Get Started – Data Posture Discovery
This guide helps IT administrators onboard a data source for Data Posture Discovery. It explains the difference between cloud-hosted sources and on-premises sources, and how the platform uses connectors and runtime services to build posture visibility.
1. Overview
Data Posture Discovery is designed to find and classify sensitive data across hybrid enterprise environments. It uses a connector framework to support multiple source types, while preserving customer data locality and minimizing data movement.
Two common onboarding patterns are:
- Cloud-hosted sources: direct integration through APIs and prefabricated datasets like Microsoft 365 and MGDC.
- On-premises sources: customer-hosted runtime services that build a discovery index locally before sending only outcomes to the SaaS platform.
2. Cloud-hosted data source onboarding
Cloud-hosted sources are the fastest to onboard because they can use direct API integration and existing metadata pipelines.
2.1 Example: Microsoft 365
Microsoft 365 discovery uses direct connectors to:
- read SharePoint, OneDrive, Teams, and Exchange metadata
- analyse file contents, labels, and sharing
- use Microsoft Graph APIs and Microsoft 365 security APIs where available
2.2 Prefabricated datasets: MGDC
For Microsoft 365, the platform can also leverage prefabricated datasets such as MGDC (Microsoft Graph Data Connect).
These datasets provide:
- prebuilt schema for sensitive data discovery
- standardized content extraction for posture analysis
- faster onboarding because the dataset structure is already understood by the platform
2.3 Onboarding steps for cloud-hosted sources
- Confirm the customer’s cloud tenant and subscription details.
- Ensure the service principal or managed identity has the required API permissions.
- Register the source in the Data Posture Discovery portal.
- Configure scopes, service accounts, and consent for Microsoft Graph or other cloud APIs.
- Validate connectivity and run an initial discovery scan.
- Review the discovery outcomes in the SaaS portal.

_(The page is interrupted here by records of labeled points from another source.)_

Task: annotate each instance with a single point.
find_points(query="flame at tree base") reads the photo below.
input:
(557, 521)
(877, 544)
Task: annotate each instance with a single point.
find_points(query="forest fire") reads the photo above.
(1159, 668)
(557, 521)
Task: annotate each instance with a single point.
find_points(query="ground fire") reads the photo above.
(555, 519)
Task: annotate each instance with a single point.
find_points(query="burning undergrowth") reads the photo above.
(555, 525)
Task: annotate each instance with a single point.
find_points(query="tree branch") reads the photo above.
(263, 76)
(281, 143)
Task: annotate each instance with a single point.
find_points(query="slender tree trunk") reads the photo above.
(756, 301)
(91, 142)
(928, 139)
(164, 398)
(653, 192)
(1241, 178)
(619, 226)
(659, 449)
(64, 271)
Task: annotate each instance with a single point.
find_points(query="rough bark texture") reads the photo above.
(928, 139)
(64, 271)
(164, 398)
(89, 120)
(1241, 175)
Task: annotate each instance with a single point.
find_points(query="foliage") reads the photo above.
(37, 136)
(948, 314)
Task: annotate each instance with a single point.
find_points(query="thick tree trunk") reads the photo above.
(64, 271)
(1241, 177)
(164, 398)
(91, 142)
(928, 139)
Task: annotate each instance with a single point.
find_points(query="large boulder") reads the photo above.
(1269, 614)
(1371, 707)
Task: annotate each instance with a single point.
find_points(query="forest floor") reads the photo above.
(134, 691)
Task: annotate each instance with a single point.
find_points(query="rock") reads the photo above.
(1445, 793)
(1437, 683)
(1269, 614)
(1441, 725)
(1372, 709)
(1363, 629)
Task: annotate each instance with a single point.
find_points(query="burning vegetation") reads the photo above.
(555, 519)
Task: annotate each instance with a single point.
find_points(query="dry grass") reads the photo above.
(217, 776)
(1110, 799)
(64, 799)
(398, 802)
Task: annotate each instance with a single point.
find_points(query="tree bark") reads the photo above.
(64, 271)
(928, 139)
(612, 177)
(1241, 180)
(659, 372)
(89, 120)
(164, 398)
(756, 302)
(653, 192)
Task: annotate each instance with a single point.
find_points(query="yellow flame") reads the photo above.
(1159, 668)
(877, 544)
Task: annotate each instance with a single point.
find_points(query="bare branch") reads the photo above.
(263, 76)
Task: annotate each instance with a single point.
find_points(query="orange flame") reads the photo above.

2.4 What stays in the cloud source
For cloud-hosted sources, the actual data files remain in Microsoft 365 or the cloud service. The platform reads metadata and discovery results, but does not extract raw content into the SaaS environment. The SaaS portal stores posture outcomes, classification hits, and risk summaries only.
3. On-premises data source onboarding
On-premises sources require more setup because the discovery runtime is deployed within the customer environment.
3.1 Typical on-premises sources
- NetApp file stores
- Windows file shares
- NAS and file servers
- Azure Stack and local data centers
3.2 Runtime services in the customer environment
For these sources, the platform deploys runtime services inside the customer environment to perform:
- local data scanning
- content analysis and metadata extraction
- discovery index creation
- classification and posture scoring
These runtime services are responsible for building an on-premises discovery index from the source data. The SaaS platform is then updated with only the discovery outcomes and posture metadata.
3.3 Onboarding steps for on-premises sources
- Identify the source system and define the scope of discovery.
- Deploy the required runtime services or connectors in the customer environment.
- Configure service accounts, network access, and required permissions.
- Point the runtime services at the local data repositories to build the discovery index.
- Run a validation scan and confirm the runtime services can access the target data.
- Configure secure outcome synchronization to the SaaS platform using ADF pipelines or equivalent data transfer mechanisms.
- Review the posture results in the portal.
3.4 What stays on-premises
On-premises discovery keeps the source content and detailed indexes within the customer environment. Only the summarized discovery results, classification metadata, and posture outcomes are sent to the SaaS platform.
4. Key considerations for IT administrators
- Data locality: ensure raw data is not moved to SaaS; only metadata and outcome summaries are transferred.
- Security: deploy runtime services in the customer environment and secure API credentials and service accounts.
- Performance: schedule discovery scans to avoid peak business hours and monitor runtime service resource usage.
- Governance: document the discovery scope, source owner, and access policies for each onboarded source.
5. Posture discovery lifecycle
- Source registration: add the data source in the platform.
- Connector configuration: choose cloud API connector or on-prem runtime service.
- Initial scan: perform the first discovery pass and generate posture metadata.
- Outcome synchronization: transmit the discovery results to the SaaS portal.
- Review and refine: validate results and adjust connector scope or classification rules.
- Ongoing scanning: schedule periodic scans to keep posture data current.
6. Summary
Onboarding a data source for Data Posture Discovery requires different approaches depending on the deployment model.
- For cloud-hosted sources like Microsoft 365, use direct API connections and prefabricated datasets such as MGDC.
- For on-premises sources, deploy customer-hosted runtime services to build a local discovery index, then update the SaaS platform with only outcomes.
This approach balances broad source coverage with strong data governance, ensuring discovery supports posture visibility without exposing raw customer data outside its source environment.